The outcomes are probably the most dramatic of any approach on this checklist. In comparison with DeepSeek’s prior 67B dense mannequin, DeepSeek-V2 with MLA reduces the KV cache by 93.3% whereas reaching superior efficiency in comparison with normal multi-head consideration. This isn’t a marginal enchancment — it basically adjustments the reminiscence economics of serving giant fashions, enabling considerably longer context home windows and bigger batch sizes on the identical {hardware}. Analysis has additionally proven that MLA constantly provides greater expressive energy than GQA below the identical KV cache finances, offering a theoretical foundation for the empirical good points. Amongst architectural approaches, MLA is presently probably the most validated at scale in open-weight fashions.
Low-Rank KV Cache Compression (Palu / LoRC)
Low-rank compression targets the hidden dimension of KV tensors moderately than the sequence size or bit width. Palu is a post-training KV cache compression framework that reduces cache measurement by means of low-rank projection of key and worth weight matrices. It proposes a medium-grained, group-head low-rank decomposition that balances accuracy and reconstruction overhead, and makes use of an environment friendly rank search algorithm based mostly on Fisher data to mechanically assign bigger ranks to extra delicate weight matrices and smaller ranks to much less vital ones.
Associated strategies on this household embrace LoRC, SVDq, CSKV, and ReCalKV, all of which exploit the commentary that key and worth matrices throughout consideration heads exhibit important low-rank construction, notably for longer contexts. Low-rank strategies are orthogonal to each quantization and token eviction and might be stacked with both for compounded compression. This household stays comparatively underexplored in comparison with eviction-based strategies, making it an energetic space of analysis.
Key Takeaways:
- KV cache development is proportional to each sequence size and batch measurement, making compression important for high-throughput serving.
- Token eviction (H2O, StreamingLLM, SnapKV) is training-free and hardware-compatible however discards tokens completely; SnapKV selects clustered essential KV positions per head by way of pooled consideration scores, not flat cumulative scores.
- Quantization (KIVI, KVQuant, TurboQuant) reduces reminiscence with out eradicating tokens. KIVI achieves 2.6× mixed peak reminiscence discount (mannequin weights + KV cache) at 2-bit precision; TurboQuant achieves 6× reminiscence discount at 3-bit precision with no calibration, working close to the information-theoretic restrict.
- Low-rank strategies (Palu, LoRC, MLA) goal hidden dimension redundancy and stay underexplored relative to token eviction.
- Architectural options (GQA, MLA) have to be included at coaching time. In Llama 2, solely the 70B mannequin used GQA; Llama 3 prolonged it throughout all sizes. MLA achieves a 93.3% KV cache discount in DeepSeek-V2.
- The 2026 analysis frontier is shifting towards latent-space compaction (Attention Matching, 50× compaction) and reasoning-aware compression (TriAttention, 10.7× reminiscence discount on AIME25 at matched accuracy).

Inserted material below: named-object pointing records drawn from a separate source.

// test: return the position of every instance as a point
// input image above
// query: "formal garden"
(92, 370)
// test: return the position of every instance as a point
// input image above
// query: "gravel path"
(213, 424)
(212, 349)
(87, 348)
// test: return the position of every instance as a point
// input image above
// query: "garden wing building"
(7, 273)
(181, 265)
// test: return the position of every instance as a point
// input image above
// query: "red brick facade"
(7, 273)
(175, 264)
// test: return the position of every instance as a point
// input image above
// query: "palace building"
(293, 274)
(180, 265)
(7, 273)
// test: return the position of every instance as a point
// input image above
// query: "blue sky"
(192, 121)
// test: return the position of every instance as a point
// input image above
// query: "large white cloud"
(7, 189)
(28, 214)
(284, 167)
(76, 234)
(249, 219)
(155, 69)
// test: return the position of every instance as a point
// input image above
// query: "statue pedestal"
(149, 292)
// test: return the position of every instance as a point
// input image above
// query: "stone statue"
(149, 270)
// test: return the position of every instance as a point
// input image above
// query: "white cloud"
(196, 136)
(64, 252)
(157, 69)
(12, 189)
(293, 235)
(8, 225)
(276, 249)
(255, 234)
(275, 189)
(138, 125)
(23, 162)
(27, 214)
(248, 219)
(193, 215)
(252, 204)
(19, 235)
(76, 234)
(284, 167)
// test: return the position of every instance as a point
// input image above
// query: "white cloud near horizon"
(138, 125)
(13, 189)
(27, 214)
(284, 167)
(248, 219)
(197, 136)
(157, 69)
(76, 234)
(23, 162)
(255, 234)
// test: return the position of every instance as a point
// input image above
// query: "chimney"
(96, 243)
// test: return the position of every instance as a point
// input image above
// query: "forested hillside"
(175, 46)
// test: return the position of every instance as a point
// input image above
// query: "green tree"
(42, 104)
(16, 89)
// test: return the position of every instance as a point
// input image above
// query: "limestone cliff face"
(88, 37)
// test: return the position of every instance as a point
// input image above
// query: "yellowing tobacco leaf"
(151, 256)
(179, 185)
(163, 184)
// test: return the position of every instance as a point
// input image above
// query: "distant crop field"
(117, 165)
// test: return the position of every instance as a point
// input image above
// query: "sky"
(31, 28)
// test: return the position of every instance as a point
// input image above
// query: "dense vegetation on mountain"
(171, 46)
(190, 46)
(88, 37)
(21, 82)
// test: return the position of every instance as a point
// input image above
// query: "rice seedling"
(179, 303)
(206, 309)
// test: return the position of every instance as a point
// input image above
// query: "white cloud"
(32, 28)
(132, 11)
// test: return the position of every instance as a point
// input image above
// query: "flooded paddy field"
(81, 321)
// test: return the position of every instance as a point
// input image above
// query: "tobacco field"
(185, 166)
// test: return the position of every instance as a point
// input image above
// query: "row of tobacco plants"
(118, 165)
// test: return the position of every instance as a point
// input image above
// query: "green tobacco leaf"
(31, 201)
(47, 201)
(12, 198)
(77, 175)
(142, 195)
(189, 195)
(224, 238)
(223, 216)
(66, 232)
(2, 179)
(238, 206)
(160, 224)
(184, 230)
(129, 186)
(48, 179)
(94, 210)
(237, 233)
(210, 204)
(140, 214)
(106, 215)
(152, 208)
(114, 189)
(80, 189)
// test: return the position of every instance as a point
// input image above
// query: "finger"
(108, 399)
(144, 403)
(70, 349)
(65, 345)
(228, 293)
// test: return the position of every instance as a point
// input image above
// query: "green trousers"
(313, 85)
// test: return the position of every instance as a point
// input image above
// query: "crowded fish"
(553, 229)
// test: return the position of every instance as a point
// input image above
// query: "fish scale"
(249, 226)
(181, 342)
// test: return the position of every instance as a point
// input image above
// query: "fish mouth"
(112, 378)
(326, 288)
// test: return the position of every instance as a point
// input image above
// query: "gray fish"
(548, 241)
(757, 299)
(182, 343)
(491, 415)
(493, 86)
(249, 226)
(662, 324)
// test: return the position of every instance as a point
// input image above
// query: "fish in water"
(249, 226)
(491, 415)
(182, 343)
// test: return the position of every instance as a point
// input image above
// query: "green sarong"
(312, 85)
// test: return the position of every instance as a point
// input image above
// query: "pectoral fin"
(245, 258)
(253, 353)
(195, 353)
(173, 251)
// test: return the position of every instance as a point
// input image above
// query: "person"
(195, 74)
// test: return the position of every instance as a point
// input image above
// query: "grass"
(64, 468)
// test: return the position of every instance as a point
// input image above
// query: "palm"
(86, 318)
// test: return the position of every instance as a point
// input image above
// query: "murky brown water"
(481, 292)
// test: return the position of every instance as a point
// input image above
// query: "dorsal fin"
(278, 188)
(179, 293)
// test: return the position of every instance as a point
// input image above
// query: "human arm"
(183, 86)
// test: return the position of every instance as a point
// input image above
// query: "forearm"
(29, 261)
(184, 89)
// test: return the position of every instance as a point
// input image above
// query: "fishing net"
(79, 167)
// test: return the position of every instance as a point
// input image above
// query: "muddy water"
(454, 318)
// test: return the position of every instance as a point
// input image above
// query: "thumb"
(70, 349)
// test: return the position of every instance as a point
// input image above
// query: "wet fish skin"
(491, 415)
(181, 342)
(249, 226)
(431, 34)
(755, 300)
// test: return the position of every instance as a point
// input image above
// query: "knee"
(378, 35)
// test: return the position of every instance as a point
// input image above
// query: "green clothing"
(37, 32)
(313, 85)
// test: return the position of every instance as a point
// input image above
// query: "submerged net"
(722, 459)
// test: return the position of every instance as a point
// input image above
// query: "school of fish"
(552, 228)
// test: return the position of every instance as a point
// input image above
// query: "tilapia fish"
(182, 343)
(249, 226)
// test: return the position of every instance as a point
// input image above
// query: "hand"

Additionally, be happy to observe us on Twitter and don’t overlook to hitch our 130k+ ML SubReddit and Subscribe to our Newsletter. Wait! are you on telegram? now you can join us on telegram as well.

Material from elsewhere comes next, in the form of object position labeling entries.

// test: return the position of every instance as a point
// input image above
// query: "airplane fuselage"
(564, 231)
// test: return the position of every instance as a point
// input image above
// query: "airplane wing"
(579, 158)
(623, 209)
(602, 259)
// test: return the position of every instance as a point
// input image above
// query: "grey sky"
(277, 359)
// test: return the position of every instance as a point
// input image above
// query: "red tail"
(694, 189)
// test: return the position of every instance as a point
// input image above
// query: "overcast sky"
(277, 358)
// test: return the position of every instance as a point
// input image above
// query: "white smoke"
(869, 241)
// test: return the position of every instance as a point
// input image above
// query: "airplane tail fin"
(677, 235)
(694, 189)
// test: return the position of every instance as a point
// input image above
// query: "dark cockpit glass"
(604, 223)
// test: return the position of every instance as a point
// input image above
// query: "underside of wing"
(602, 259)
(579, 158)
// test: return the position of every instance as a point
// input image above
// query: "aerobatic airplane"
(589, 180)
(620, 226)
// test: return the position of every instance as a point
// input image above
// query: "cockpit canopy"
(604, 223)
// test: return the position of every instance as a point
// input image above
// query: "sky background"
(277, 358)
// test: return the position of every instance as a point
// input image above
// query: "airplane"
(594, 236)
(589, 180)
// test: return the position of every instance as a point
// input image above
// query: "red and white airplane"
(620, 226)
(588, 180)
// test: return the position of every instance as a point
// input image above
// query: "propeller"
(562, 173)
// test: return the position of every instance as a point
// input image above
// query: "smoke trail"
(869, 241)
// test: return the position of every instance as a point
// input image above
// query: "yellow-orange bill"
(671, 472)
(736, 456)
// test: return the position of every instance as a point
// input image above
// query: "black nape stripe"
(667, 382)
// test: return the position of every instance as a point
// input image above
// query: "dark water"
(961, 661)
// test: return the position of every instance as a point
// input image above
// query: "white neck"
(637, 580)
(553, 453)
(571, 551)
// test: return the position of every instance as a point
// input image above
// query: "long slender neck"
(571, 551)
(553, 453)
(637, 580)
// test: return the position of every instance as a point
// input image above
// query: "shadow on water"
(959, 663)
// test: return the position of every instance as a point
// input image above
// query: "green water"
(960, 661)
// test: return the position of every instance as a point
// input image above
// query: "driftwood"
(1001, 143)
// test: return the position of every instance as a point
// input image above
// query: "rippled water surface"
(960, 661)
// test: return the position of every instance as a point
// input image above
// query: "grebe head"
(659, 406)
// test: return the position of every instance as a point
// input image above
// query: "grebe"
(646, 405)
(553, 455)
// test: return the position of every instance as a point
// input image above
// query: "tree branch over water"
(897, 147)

Must companion with us for selling your GitHub Repo OR Hugging Face Web page OR Product Launch OR Webinar and so on.? Connect with us
Michal Sutter is an information science skilled with a Grasp of Science in Information Science from the College of Padova. With a stable basis in statistical evaluation, machine studying, and information engineering, Michal excels at reworking advanced datasets into actionable insights.